Objective–To determine the efficacy of antenatal low dose oral betamethasone in preventing neonatal thrombocytopenia and/or bleeding in infants of mothers with idiopathic thrombocytopenic purpura (ITP).
Setting–Hospital department of obstetrics and gynaecology, referral centre.
Patients–41 pregnancies in 38 women were randomized. The results of 13 pregnancies were considered non-assessable. The final analysis involved 14 in the betamethasone group and 14 in the non-treatment group. All fulfilled the criteria for ITP.
Interventions–The treated group received 1.5 mg betamethasone orally per day, from day 259 till day 273 and 1 mg from day 273 till delivery.
Main outcome measures–Effects of treatment were assessed in terms of maternal platelet counts after the first trimester and neonatal platelet counts at birth and the first week of life and neonatal bleeding episodes.

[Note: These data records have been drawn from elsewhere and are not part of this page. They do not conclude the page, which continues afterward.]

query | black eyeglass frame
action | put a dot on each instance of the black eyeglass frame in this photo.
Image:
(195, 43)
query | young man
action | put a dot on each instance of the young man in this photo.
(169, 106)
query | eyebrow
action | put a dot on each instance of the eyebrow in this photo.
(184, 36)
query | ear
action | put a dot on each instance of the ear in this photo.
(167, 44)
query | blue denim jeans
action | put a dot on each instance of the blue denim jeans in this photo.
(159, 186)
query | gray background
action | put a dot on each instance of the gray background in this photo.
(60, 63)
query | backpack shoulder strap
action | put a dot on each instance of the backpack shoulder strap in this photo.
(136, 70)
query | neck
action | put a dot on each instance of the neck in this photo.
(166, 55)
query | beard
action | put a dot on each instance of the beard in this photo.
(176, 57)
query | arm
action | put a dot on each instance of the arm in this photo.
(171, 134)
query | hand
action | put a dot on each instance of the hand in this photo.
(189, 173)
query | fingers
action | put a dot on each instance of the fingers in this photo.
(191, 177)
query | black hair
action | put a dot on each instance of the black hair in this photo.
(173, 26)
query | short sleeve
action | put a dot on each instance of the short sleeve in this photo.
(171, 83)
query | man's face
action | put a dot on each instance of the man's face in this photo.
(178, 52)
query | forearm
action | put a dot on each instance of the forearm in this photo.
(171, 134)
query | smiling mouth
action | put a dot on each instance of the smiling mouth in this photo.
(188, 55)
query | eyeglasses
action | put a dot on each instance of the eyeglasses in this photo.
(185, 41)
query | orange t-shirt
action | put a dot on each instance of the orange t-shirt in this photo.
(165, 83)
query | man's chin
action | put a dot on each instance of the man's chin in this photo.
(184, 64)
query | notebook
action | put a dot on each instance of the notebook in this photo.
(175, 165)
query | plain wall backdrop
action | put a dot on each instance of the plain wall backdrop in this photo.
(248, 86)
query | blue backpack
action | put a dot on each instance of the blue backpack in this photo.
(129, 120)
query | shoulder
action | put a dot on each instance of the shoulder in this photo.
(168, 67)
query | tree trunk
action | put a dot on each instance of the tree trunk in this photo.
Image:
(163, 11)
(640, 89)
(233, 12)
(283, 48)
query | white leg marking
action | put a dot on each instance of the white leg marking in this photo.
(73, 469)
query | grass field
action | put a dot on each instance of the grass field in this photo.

Results–There were no significant differences in neonatal platelet counts at birth. Two infants in the belamethasone group and one in the untreated group had a severe thrombocytopenia either at birth or during the first week of life (<50 × 109/1). Seven infants in the betamethasone group and six in the nontreatment group had a mild thrombocytopenia. The overall frequency of neonatal thrombocytopenia was similar: 64% in the betamethasone group and 57% in the untreated group (95% CI of the true difference: –43.5% to +29.5%). There was also no significant difference in neonatal bleeding episodes. Conclusions–Low-dose betamethasone in pregnant women with TTP does not prevent thrombocytopenia or bleeding in their newborn infants.